As populações locais são bastante contrárias à regra tirânica da PYD/YPG. O grupo terrorista PYD/YPG perpetrou centenas de ataques terroristas contra a Turquia ou os sírios na Síria. Através de túneis escavados ao longo de áreas fronteiriças, explosivos e munições foram contrabandeados para a Turquia, a fim de serem entregues à organização terrorista PKK. Não se poderia esperar que a Turquia tolerasse a presença de tal grupo terrorista em suas fronteiras.
Qual é a meta da incursão militar turca na Síria?

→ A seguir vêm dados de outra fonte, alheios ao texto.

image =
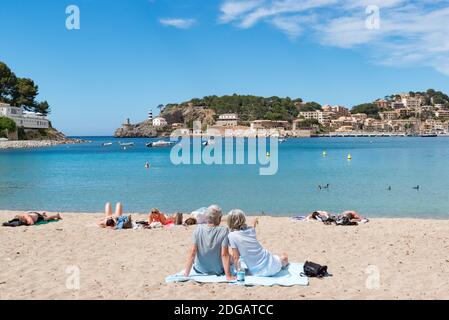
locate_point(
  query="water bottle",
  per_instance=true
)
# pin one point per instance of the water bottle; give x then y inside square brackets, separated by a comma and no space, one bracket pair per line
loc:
[240,270]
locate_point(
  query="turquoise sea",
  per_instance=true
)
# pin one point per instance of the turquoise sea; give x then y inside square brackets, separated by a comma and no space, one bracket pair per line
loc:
[81,178]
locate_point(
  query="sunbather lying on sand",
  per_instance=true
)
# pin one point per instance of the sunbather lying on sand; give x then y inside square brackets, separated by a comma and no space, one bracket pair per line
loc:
[156,216]
[209,253]
[318,215]
[31,218]
[243,242]
[116,221]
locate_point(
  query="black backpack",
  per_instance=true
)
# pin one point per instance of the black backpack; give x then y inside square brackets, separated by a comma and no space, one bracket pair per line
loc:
[14,223]
[314,270]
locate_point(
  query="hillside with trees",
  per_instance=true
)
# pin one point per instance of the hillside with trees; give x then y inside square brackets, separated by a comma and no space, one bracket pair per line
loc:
[20,92]
[248,107]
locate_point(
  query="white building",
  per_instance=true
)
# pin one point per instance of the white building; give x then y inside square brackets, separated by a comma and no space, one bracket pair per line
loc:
[24,119]
[159,122]
[412,102]
[228,120]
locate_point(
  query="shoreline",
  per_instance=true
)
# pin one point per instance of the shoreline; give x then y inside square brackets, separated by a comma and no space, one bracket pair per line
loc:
[32,144]
[409,255]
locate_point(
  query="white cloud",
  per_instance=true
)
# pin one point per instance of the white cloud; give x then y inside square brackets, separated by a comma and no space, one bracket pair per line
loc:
[177,22]
[412,32]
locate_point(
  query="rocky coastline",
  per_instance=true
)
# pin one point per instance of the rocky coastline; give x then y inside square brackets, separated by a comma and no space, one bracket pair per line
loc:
[29,144]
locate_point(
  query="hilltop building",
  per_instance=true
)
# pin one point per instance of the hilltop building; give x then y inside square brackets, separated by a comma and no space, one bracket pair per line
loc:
[228,120]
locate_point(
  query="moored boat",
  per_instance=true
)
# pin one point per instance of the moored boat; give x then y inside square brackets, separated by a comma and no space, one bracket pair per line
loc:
[160,143]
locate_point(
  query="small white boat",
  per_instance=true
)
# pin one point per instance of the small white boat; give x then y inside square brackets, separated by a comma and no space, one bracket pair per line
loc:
[159,144]
[208,142]
[128,144]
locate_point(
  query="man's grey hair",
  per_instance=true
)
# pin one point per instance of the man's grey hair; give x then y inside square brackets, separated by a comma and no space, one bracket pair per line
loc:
[214,215]
[236,220]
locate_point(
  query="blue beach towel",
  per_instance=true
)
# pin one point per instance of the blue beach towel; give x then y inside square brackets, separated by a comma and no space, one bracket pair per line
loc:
[286,278]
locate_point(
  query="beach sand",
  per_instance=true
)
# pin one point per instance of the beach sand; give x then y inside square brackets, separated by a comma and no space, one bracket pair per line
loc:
[411,256]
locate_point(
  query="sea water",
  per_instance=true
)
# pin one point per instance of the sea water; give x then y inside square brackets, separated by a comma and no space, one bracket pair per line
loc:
[81,178]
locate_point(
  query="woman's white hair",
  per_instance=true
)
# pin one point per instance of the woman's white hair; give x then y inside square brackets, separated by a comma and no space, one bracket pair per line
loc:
[236,220]
[214,215]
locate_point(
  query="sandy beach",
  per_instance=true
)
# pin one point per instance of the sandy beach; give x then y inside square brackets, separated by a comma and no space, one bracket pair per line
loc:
[410,255]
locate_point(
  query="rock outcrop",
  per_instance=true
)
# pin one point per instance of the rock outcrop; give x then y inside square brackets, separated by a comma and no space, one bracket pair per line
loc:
[141,130]
[179,114]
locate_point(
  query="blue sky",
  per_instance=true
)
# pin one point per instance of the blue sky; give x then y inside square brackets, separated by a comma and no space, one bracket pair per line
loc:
[130,56]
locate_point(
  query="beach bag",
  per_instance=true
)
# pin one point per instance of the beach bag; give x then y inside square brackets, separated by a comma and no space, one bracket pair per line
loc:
[314,270]
[345,221]
[14,223]
[128,224]
[178,219]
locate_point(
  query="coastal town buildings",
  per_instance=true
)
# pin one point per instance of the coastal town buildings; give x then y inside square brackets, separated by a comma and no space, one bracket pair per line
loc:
[24,119]
[389,115]
[442,114]
[322,117]
[159,122]
[228,120]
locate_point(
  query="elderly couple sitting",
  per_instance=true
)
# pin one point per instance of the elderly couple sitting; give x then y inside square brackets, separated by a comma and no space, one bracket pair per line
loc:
[210,252]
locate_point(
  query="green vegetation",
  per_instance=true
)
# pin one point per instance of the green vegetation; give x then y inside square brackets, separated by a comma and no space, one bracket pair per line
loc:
[6,124]
[437,97]
[370,109]
[248,107]
[310,106]
[20,92]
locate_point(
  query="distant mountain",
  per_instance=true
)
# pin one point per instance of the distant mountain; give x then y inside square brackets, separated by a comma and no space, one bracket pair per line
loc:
[249,108]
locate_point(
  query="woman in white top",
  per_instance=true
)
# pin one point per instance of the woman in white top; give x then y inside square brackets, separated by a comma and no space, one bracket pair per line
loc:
[244,244]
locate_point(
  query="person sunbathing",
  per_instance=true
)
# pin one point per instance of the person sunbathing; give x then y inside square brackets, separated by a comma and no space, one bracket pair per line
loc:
[32,218]
[353,216]
[244,244]
[117,221]
[156,216]
[319,215]
[209,253]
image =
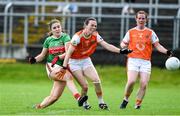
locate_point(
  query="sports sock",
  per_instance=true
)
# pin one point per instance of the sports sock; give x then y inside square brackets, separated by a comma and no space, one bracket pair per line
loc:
[138,102]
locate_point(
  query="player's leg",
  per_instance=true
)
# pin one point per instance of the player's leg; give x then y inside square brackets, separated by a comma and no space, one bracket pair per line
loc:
[145,71]
[72,87]
[92,74]
[132,77]
[144,79]
[56,92]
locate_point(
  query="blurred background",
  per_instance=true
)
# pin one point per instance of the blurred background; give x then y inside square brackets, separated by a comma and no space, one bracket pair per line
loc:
[23,25]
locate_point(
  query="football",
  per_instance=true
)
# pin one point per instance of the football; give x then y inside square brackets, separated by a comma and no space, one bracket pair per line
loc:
[172,63]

A Turquia foi obrigada a tomar ação para eliminar uma ameaça existencial de segurança ao longo da fronteira com a Síria. Nesse cenário, as Forças Armadas Turcas lançaram a ;Operação Primavera de Paz;, em 9 de outubro, com o apoio do Exército Nacional Sírio, o braço armado unido da oposição síria. Os objetivos são claros: eliminar uma ameaça terrorista de longa data contra a segurança nacional da Turquia; reforçar a unidade e a integridade territorial da Síria; liberar a população local da opressão por parte da PYD/YPG; e preparar o terreno para o retorno seguro e voluntário de sírios deslocados. (RC)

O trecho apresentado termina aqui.